今回は、武田家の氏神となった「府中八幡神社(ふちゅうはちまんじんじゃ)」をご紹介します。
この神社の始まりは、「国衙(こくが)八幡宮」、現在の「石和(いさわ)八幡宮」と言われています。この国衙八幡宮は、前に紹介した武田信義公の後を継いだ五男「石和信光(のぶみつ)公」が鎌倉の鶴岡八幡宮を勧請(かんじょう)したのが始まりです。勧請は以前にも出てきましたが、神仏に分身・分霊を他の地に移して祭ることです。

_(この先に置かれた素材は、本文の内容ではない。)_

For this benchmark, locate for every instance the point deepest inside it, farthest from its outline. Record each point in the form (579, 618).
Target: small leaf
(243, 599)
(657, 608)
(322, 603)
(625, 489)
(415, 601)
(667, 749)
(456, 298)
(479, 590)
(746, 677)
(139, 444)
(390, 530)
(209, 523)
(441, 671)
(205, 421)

ちなみに国衙というのは、国を治める国司という役人が政務を行なった役所のことです。県知事(=国司)、県庁(=国衙)で捉えるとわかりやすいです。
その後、信虎公が居館を石和付近の川田館(かわだやかた)から甲府躑躅ヶ崎館に移した際、館の西側に八幡宮も遷座します、これが「府中八幡宮」です。
府中八幡宮は甲斐国の神社を統制する中心的役割であったため、国中160の神社が2社ずつ交代で二日二夜、武田家の武運を祈願したようです。これが、府中八幡宮への参勤というやつです。
以前、塩山の「菅田天神社」と韮崎の「武田八幡宮」をご紹介した際、府中八幡宮への参勤が免除された。と書きましたが、わざわざあんな遠くから甲府まできて、二日も祈願し続けなければならないのですから免除になったことで負担はかなり減ったことでしょう。
この府中八幡宮ですが、現在は「古八幡神社」として武田神社の近く、「峰本自治会館」の裏手にあります。ただ、境内の敷地を小学校建設のために提供した関係で、自治会館の裏手にひっそりと祀られているだけです。
源氏の守り神として武田家から厚く信仰された八幡宮ですが、今やこんなにもこじんまりとしているのもなんだか不思議です。
その後、甲府城築城にあたり、時の国主浅野長政(ながまさ)が、甲府市宮前町に遷座します。これが現在の八幡神社です。
本殿に向かう参道の脇には小さな池、そして祠がその中央にあります。
池の近くにはこんな伝説にまつわる看板がありました。
こちらが本殿です。本殿の背後には古墳と言われている小高い丘があるそうですが、いまいち古墳という実感が湧かなかったです。w
この石碑は一応本殿の背後なのですが、この辺が古墳だったのでしょうか。。
神社としてよりも、境内の公園で子供達が遊んでいる姿が目につきました。w こうして神様に見守られながら子供が遊ぶのはなんだかいい気分ですね。そして何より、神社前道路の桜が満開で最高に綺麗です。
今の時期はどこの寺院を訪ねても、桜、桜、桜という感じで史跡だけでなく、桜を見る楽しみも出てきます。
では、これにて山梨武田史跡巡り〜「武田家の氏神 府中八幡神社」〜は終了となります。ご覧いただき、ありがとうございました。